The IMF’s World Economic Outlook projected compounded annual growth rates for 185 countries from 2013 through 2017. Over half of the countries featured in the top 20 of highest growth were from Africa. Sayeh believes that because the fundamentals of these economies were better than they had been for a long time in the region, steady growth was able to flourish. “This reduced fiscal deficit inflation, and the countries also benefited from debt relief, thereby making fiscal space for other priorities. Many sub-Saharan African countries were able to utilise counter-cyclical economic policies to insulate their economies from the downturn in the advanced countries,” she adds.

Despite this good news for the lower income bracket countries, those in Africa with more developed economies have not grown as robustly over the last few years.

The reason for this is quite simple, Sayeh explains. “Those middle-income countries with closer trade links and ties to Europe – through manufactured goods and tourism – did not do as well. South Africa for example was hit badly. Its growth in 2012 was below 2.5%.

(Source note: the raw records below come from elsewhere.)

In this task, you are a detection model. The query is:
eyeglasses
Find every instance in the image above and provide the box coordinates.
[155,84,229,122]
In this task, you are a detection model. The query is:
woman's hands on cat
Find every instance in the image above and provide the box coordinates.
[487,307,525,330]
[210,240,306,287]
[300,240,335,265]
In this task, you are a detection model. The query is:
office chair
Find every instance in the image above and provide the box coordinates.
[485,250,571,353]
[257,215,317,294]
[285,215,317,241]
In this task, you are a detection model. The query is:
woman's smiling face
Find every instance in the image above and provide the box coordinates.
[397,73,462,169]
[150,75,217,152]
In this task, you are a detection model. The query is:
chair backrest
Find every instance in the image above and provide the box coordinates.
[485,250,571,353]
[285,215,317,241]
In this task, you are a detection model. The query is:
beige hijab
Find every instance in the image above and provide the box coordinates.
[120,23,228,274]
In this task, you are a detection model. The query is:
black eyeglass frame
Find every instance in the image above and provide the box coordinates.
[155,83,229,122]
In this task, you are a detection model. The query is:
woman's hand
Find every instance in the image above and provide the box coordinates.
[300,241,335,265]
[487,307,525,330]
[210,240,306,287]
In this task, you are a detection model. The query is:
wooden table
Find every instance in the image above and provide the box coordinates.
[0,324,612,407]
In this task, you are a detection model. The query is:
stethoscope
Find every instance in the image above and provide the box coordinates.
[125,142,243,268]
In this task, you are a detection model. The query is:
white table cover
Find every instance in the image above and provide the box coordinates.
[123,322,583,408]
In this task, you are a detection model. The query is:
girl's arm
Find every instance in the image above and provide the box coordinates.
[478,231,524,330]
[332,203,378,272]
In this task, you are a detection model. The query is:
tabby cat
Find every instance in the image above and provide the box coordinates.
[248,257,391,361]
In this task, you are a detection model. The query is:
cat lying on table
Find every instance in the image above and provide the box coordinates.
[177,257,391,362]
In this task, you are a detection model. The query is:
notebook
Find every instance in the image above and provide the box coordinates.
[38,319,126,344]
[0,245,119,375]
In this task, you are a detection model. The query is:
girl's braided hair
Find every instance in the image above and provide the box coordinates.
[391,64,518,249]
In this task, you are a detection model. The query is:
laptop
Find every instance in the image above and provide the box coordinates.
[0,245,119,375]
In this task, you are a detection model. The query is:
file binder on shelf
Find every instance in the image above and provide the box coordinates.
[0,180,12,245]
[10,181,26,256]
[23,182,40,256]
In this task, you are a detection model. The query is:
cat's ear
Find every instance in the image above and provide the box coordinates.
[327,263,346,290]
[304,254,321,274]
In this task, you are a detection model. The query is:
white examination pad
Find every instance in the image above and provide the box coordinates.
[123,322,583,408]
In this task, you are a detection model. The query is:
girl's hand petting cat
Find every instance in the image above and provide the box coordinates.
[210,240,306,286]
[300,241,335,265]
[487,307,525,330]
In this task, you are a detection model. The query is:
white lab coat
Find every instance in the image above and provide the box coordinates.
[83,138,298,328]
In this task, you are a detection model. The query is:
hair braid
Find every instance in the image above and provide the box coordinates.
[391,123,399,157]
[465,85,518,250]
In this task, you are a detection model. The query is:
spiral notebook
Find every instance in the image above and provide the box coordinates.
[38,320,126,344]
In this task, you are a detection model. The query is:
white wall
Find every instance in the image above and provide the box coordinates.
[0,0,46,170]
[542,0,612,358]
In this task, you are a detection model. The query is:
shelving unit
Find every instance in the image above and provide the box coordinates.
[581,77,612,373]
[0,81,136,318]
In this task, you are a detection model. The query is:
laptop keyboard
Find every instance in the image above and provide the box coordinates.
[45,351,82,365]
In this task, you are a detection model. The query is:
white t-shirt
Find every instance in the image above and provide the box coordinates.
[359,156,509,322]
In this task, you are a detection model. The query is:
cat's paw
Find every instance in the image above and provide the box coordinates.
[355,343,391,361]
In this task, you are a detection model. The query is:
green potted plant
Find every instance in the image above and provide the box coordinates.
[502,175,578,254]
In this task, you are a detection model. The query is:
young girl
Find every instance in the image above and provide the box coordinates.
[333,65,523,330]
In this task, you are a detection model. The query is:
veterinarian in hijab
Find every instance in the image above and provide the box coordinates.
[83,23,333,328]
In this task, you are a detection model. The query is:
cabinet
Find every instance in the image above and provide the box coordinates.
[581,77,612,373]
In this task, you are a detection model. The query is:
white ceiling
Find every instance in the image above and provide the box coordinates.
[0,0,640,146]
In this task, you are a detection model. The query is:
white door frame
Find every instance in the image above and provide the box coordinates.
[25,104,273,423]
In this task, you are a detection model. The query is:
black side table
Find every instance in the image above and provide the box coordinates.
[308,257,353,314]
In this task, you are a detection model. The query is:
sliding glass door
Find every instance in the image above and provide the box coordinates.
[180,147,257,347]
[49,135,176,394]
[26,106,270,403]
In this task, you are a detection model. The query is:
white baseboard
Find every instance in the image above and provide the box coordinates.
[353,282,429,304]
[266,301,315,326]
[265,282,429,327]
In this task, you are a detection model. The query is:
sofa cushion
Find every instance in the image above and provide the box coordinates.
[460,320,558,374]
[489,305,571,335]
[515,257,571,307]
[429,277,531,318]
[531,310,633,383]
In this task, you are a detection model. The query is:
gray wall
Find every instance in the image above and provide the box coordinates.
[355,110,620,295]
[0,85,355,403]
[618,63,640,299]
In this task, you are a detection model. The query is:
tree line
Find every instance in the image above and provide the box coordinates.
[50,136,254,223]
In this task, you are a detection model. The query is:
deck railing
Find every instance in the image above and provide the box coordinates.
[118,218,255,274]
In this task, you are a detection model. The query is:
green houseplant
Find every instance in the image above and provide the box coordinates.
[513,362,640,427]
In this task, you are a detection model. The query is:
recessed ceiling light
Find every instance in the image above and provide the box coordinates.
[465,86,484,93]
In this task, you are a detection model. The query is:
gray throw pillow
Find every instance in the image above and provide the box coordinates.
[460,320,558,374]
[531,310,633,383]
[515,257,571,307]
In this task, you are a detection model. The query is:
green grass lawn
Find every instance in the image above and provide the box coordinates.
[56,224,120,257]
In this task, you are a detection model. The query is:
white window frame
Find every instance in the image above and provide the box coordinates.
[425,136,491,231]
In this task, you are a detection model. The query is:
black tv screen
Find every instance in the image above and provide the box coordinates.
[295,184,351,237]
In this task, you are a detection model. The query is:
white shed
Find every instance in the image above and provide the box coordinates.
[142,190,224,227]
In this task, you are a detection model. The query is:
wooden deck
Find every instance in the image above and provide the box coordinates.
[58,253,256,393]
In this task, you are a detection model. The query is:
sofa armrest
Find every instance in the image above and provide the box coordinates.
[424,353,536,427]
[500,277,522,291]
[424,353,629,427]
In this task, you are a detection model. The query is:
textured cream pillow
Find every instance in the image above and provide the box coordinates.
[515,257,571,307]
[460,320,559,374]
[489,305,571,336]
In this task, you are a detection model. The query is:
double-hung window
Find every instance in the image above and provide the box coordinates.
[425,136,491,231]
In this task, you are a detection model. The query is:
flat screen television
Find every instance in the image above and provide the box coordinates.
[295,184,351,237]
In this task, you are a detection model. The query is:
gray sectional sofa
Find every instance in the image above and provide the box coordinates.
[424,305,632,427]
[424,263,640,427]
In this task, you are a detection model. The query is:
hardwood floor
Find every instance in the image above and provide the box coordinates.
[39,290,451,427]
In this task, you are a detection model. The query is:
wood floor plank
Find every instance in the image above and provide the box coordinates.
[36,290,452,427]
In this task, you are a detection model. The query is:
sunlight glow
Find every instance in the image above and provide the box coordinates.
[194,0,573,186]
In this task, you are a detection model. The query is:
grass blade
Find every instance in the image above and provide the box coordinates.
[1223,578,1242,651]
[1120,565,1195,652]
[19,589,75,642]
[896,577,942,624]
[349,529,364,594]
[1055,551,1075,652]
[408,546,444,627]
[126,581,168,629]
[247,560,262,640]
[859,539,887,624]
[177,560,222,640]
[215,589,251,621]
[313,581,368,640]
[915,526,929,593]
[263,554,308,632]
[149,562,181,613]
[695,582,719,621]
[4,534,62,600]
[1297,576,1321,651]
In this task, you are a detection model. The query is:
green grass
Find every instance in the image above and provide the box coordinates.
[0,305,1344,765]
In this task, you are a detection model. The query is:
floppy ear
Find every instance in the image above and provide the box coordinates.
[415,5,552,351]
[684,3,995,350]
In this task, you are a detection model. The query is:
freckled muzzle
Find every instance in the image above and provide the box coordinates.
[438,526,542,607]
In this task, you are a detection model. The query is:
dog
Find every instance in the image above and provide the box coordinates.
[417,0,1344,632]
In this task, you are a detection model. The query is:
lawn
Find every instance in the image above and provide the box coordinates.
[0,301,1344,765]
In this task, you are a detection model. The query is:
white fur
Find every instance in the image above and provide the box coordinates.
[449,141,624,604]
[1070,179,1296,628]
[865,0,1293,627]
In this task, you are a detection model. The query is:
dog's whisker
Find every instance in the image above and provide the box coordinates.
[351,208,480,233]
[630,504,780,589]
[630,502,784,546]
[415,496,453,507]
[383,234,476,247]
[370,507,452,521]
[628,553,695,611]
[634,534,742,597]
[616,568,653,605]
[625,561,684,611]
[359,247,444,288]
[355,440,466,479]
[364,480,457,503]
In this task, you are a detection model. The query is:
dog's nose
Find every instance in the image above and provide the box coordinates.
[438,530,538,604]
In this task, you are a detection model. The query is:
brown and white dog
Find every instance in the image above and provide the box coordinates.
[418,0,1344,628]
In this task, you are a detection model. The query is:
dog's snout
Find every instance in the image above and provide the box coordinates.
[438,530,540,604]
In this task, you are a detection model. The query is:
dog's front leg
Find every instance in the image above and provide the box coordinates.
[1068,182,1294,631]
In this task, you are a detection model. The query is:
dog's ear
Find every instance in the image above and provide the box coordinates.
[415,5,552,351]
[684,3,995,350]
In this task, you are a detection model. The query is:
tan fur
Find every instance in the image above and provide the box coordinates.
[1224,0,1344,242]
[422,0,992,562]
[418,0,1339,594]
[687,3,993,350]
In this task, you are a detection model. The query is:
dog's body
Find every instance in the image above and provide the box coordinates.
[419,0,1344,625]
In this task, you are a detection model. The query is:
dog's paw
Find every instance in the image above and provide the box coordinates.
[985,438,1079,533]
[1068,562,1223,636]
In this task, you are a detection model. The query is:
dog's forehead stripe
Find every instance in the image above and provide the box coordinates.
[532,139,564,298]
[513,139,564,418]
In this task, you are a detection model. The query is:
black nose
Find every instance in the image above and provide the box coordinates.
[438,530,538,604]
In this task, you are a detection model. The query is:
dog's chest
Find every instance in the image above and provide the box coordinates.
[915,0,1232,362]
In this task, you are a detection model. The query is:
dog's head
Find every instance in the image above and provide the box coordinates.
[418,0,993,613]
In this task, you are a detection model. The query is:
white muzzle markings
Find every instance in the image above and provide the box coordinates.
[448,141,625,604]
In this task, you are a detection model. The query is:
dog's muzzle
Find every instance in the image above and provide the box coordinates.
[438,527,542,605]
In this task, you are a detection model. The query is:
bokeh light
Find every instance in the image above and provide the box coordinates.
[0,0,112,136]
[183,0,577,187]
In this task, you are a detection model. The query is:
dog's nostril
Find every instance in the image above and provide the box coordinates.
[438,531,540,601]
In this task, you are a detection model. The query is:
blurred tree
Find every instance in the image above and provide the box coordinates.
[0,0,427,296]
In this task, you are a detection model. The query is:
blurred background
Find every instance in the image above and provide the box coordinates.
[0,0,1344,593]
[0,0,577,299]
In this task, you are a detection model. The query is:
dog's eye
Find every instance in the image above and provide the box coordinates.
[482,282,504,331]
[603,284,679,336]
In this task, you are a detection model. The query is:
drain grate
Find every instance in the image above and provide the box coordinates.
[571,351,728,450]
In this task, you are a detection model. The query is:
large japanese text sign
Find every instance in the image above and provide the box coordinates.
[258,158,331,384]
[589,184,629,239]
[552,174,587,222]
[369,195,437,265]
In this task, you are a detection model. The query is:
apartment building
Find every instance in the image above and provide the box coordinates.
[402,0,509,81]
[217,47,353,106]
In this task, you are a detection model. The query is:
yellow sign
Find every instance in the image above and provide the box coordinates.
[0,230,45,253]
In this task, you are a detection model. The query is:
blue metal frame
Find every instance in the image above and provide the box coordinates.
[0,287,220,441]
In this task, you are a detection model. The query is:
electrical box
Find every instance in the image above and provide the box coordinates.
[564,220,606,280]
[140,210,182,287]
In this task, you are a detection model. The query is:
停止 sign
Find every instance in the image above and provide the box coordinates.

“This is because there are still strong ties between South Africa and Europe. In Nigeria, the economy was affected primarily by floods. This led to lower growth in agriculture.”

“But most of the low-income countries in the region have done reasonably well. This is also where the bulk of the poor in sub-Saharan Africa live. So overall, there has been a reasonably good outcome in terms of resilience shown amid the crisis.”

But Sayeh admits that the growth rates of economies do not tell the entire story of each individual country and labour market. In the IMF’s Regional Economic Outlook, Sub-Saharan Africa, there was an entire chapter dedicated to structural transformation: this is where workers shift from low average labour productivity to those with higher aver-age labour productivity. This can then contribute to an increase in the average labour productivity for the economy as a whole.

Sayeh says that although the report found there has been structural transformation in Africa in the past decade, it has been less widespread than in Asia.

Moreover, in contrast to low-income countries in South Asia, where the manufacturing industry is booming, the share of employment and output in manufacturing in low-income African countries has generally been weak, most notably in agriculture. “The IMF thinks there is a clear need to raise the productivity in agriculture in Africa. Output per worker is very low in agriculture, with severe deficiency, in terms of availability of good quality seeds, fertiliser, and suitable irrigation levels,” says Sayeh. “The bulk of employment – almost 70% in Africa – is in agriculture. So raising productivity there is critical from the perspective of inclusion as well.”

Nearly five years into her current position as director of the African Department at the IMF, Sayeh has witnessed one global recession, and two severe food price crises. Despite these small setbacks, the general mood in the IMF is one of optimism for the future of African countries in the coming decade.

I ask Sayeh one final question: in what area is the IMF expecting to see more progress within Africa in the coming years?

And where is there room for improvement? “Progress is perhaps slower than what we might have wanted on the governance side,” she responds. “But there have been moves in the right direction there. And adding a second executive to each of the two African chairs on the IMF board has really helped. It’s also extremely important in the longterm perspective that African economies diversify, export, and reduce their reliance on commodities.”